Tempest.

Ev. The science of chemistry has unfolded most of the secrets of material miracles, as Psychology those of the intellect and senses.

Not that I would attempt thus to explain your wonders of Palingenesy, Astrophel; I will rather favour you with another batch, for I was once fond of unkennelling these sly foxes.

It is solemnly attested by the noble secretary of a Duke of Guise, that, in company with many scientific men, he saw the face of a person in his blood, which had been given by a bishop, for experiment, to La Pierre, the chemist, of Le Temple, near Paris.

There is an old book of one Dr. Garmann, “De Miraculis Mortuorum,” and thus he writes:—“When human salt, extracted and depurated from the skull of a man, was placed in a water dish, there appeared next morning in the mass, figures of men fixed to a cross;” and “when human skulls, on which mosses had vegetated, were pounded, the family of the apothecary who pounded them were alarmed in the night by strange and terrific noises from the chamber.”

The body of the Cid, Ruy Diaz, as we read in Heywood’s “Hierarchie,” sat in state at the altar of the cathedral at Toledo for ten years. A Jew one day attempted, in derision, to pull him by the beard; but on the first touch, the Cid started up, and in high resentment scared the Israelite away by the unsheathing of his mighty sword. And Master Planche has brought you legends from the church of Maria Taferl, in Lower Austria, and other noted spots on the Danube.
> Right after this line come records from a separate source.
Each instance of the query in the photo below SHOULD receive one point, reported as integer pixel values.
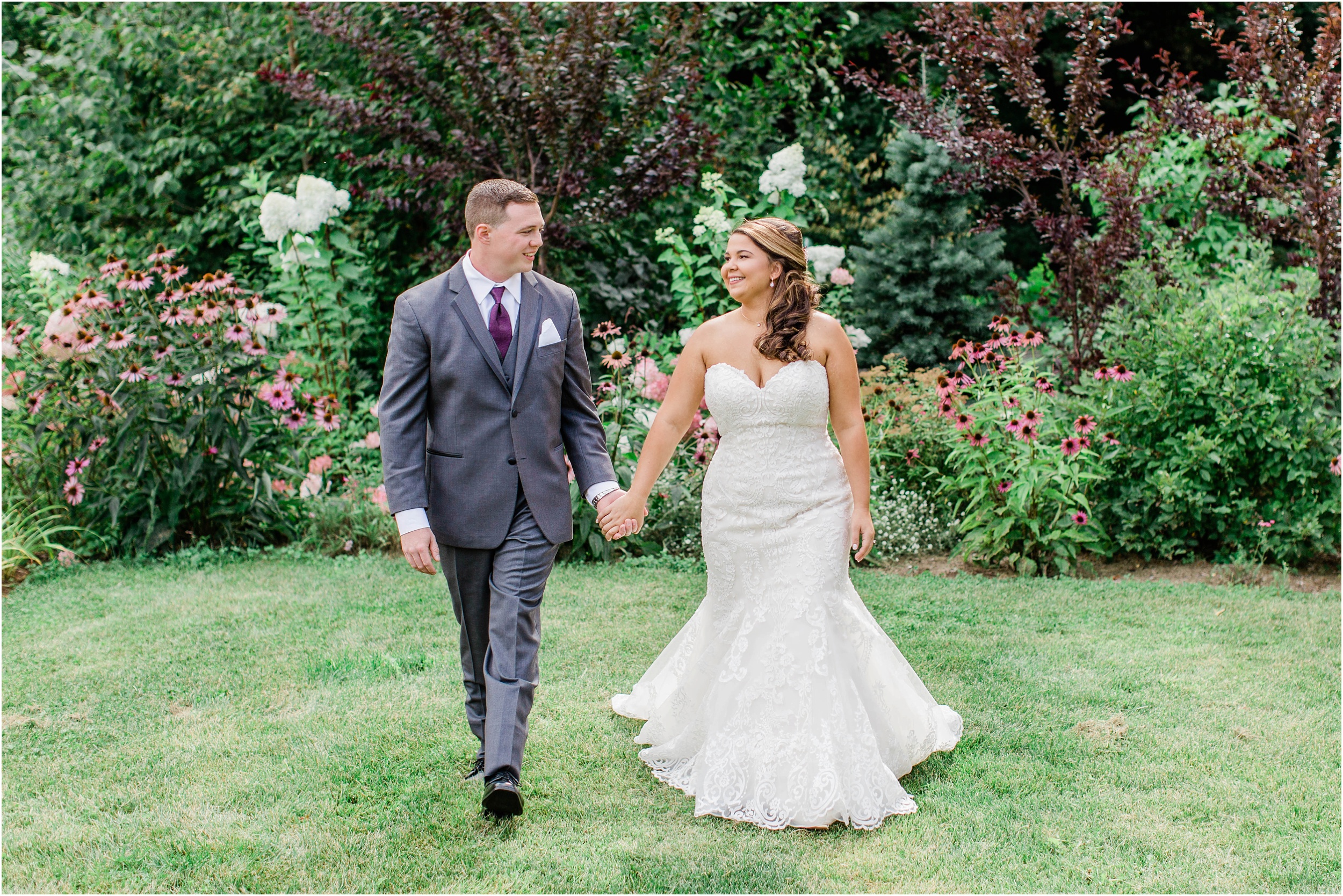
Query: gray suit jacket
(457, 441)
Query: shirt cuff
(411, 521)
(600, 491)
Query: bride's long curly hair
(794, 296)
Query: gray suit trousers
(497, 602)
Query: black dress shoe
(501, 796)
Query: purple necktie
(501, 328)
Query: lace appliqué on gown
(782, 702)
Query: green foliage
(1234, 418)
(922, 276)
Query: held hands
(421, 550)
(619, 515)
(861, 534)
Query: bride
(782, 702)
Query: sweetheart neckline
(761, 388)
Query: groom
(485, 390)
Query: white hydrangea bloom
(42, 265)
(712, 219)
(825, 259)
(788, 172)
(857, 337)
(278, 216)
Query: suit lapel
(530, 321)
(464, 302)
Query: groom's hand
(421, 550)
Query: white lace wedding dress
(782, 702)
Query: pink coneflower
(73, 491)
(135, 372)
(172, 316)
(86, 340)
(113, 266)
(138, 281)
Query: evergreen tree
(919, 274)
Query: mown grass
(289, 726)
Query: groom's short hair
(489, 200)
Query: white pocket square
(550, 336)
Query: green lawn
(299, 726)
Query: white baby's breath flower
(278, 216)
(825, 259)
(42, 266)
(788, 172)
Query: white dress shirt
(512, 301)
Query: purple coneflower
(135, 372)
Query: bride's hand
(861, 535)
(622, 518)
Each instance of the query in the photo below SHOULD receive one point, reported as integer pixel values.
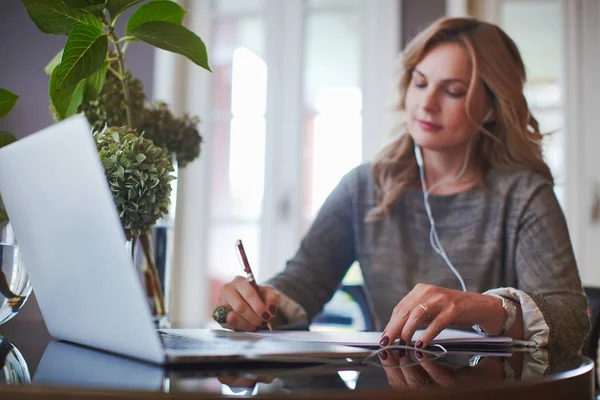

When Bernini’s bust of Charles I. was being conveyed in a barge on the Thames, from a strange bird there descended a drop of blood on the bust, which could never be effaced.

This is nothing but a fact in nature mystified, and (like the growth of the Christmas flowering thorn of Glastonbury, from the walking-staff of Joseph of Arimathæa) is too glaring to be misconstrued.

Other of these blood miracles are still more easy of solution. The blood spots from David Rizzio are shown to this day in Holyrood: and it was believed, that after the Irish massacre the blood of the victims then slain on Portnedown Bridge, has indelibly stained its battlements. But these spots are nothing but the brown vegetative stains which geology has discovered on many fossils.

Now listen to Father Gregory of Tours. “A thief was committing sacrilege at the tomb of Saint Helius, when the saint caught him by the skirt, and held him fast.” Probably his garment hitched on a nail. Another old man, while removing a stone from the grave of a saint, was in a moment struck blind, dumb, and deaf. Probably the mephitic gases exhaling from the tomb were the source of all this mystery.